Data protection also opens up many complex questions. We all want a certain level of data privacy and security. However, we also want to use search engines like Google that use our data to improve their services. In fact, many of today’s major digital success stories – Amazon, AirBnB, Uber, Facebook, and others – analyze, leverage, and otherwise rely on customer data. We want security, but we also want our service providers to know us well enough to give us the best service. Can we have our cake and eat it, too?

What’s important is finding the right balance between data utilization and data protection. And in most of the EU, there is a general consensus that the market is not above the law, and that the state has the responsibility to protect common good. So the fact that regulators are “meddling” in the affairs of media, telecommunication, or retail actors comes as a relief to most EU citizens, and not a surprise. It’s seen as a question of fairness: if digital service providers are competing with traditional ones, shouldn’t they all play by the same rules? Isn’t it totally normal that within the same sector, the same regulations apply?

Is the concept of a “business sector” still relevant in a digital world?

The digital world is an organic one where the very concept of sectors becomes obsolete. Indeed, the dynamic of digital platforms leads companies to constantly reconsider their business model and the world they are in. For example, Amazon started-out selling books, and quickly morphed into a generalist retailer.

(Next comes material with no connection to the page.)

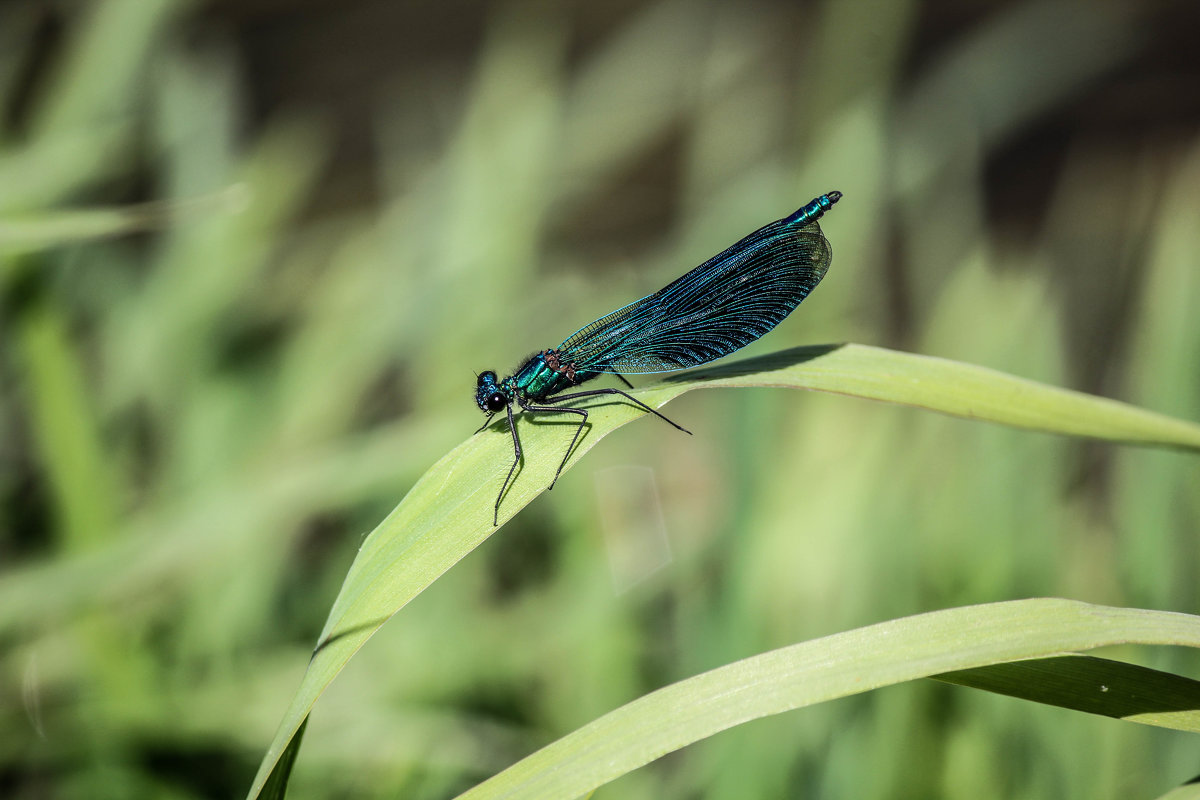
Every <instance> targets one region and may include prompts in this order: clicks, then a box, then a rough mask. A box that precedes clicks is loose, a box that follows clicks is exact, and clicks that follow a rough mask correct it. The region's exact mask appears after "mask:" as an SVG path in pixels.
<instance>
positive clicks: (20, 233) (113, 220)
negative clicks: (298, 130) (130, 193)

Then, because of all the computers they needed to optimize their supply chain, they decided to move into the cloud business and provide computing power and storage to the rest of the world. Today, Jeff Bezos’ company pulls in major profit as a media company by displaying ads…

Digital platforms have networked business models, and networks evolve organically. They are always adapting and evolving. A platform company needs to constantly explore new business opportunities and accept the sudden birth or death of their business ventures…

Under these conditions, platforms will naturally always go beyond the limit of their sector of origin. And by diffusion, it’s all the business sectors that are now overlapping and mixing with each other. Faced with this reality, regulators may decide to adapt after the fact. But by doing this, they’ll be signing up for a race where they can’t possibly keep up.

In today’s complex and organic business world, regulators should instead consider embracing the digital business model by adopting a similarly organic conception of regulation. Tomorrow’s state should become the platform of platforms: the meta-platform.